Privacy Policy

Is picking your nose really bad for you?
Signed, Ken


Dear Ken:



Picking your nose may rank up there with spitting and burping as good old-fashioned (and repulsive) fun. But for those who know noses, that unspeakable habit does involve health risks you just can't blow off. Not surprisingly, it all begins with your fingers--and doorknobs, and phones and all the other little things you touch every day. These objects are crawling with bacteria from the hands of every other person who has made contact with them.

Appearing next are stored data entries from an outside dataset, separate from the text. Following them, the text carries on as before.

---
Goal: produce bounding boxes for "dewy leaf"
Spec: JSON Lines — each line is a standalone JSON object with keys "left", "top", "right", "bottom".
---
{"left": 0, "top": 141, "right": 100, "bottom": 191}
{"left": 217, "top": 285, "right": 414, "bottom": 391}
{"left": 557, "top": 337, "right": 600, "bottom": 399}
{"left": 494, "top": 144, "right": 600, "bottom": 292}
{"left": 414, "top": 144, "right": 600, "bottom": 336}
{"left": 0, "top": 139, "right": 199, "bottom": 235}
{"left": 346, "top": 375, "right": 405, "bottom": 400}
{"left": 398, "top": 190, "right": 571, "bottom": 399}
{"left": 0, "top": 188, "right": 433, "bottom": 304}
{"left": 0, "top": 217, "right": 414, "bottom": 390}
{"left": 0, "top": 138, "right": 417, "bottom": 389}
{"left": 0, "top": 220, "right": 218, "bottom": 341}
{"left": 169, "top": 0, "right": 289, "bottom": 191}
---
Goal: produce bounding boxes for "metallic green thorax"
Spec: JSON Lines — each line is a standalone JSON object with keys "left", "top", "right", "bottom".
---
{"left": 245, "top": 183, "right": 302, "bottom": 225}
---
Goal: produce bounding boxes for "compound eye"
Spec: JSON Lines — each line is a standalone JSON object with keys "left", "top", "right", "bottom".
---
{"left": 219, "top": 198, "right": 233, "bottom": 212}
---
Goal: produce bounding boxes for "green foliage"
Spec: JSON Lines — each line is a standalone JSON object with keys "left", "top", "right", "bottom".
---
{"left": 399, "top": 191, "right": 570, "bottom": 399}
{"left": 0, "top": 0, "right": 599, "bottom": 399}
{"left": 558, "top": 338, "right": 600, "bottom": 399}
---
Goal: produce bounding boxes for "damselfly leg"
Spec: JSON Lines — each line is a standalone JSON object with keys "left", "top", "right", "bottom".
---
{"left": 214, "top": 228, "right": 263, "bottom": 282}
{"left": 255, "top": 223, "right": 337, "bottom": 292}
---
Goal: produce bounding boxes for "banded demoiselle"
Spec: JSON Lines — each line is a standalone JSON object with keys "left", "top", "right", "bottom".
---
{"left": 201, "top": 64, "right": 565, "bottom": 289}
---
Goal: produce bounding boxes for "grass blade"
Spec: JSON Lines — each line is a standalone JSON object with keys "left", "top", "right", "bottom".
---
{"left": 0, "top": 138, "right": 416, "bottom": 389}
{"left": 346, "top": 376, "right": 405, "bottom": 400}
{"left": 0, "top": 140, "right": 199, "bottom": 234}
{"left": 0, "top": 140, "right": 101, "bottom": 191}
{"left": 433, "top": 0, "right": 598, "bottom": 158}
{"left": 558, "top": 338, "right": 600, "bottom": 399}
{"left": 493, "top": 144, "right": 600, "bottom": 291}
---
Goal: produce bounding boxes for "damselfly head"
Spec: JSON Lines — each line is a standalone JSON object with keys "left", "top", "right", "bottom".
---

So if one of your fingers touches a germ-covered knob and then winds up way in your nose, you've just been given a bunch of bacterial hitchhikers a free ride into your body. Since the inside of your nose is dark, warm and moist, you can bet these microscopic buggers will make themselves right at home and multiply. And this, of course, can make you miserable and sick.

So what if your nails sometimes wander up your nostrils? If they're always trimmed and polished, it shouldn't matter, right? Well, manicured or not, fingernails can cut the interior of your nose and invite even more risk of bacterial infections. In one notable incident, a forceful young nosepicker broke a blood vessel and needed an operation to stop the bleeding.

Okay, so what are some pointers that'll help pickers give up their sticky, icky habit? Well, if you got an itch, don't scratch it. Instead, tackle that tickle in your nose with a tissue, then wash up and keep it all to yourself. Or better yet, think of what the world would be like if EVERYONE fingered their noses in public. Now that's enough to kick the urge to pick!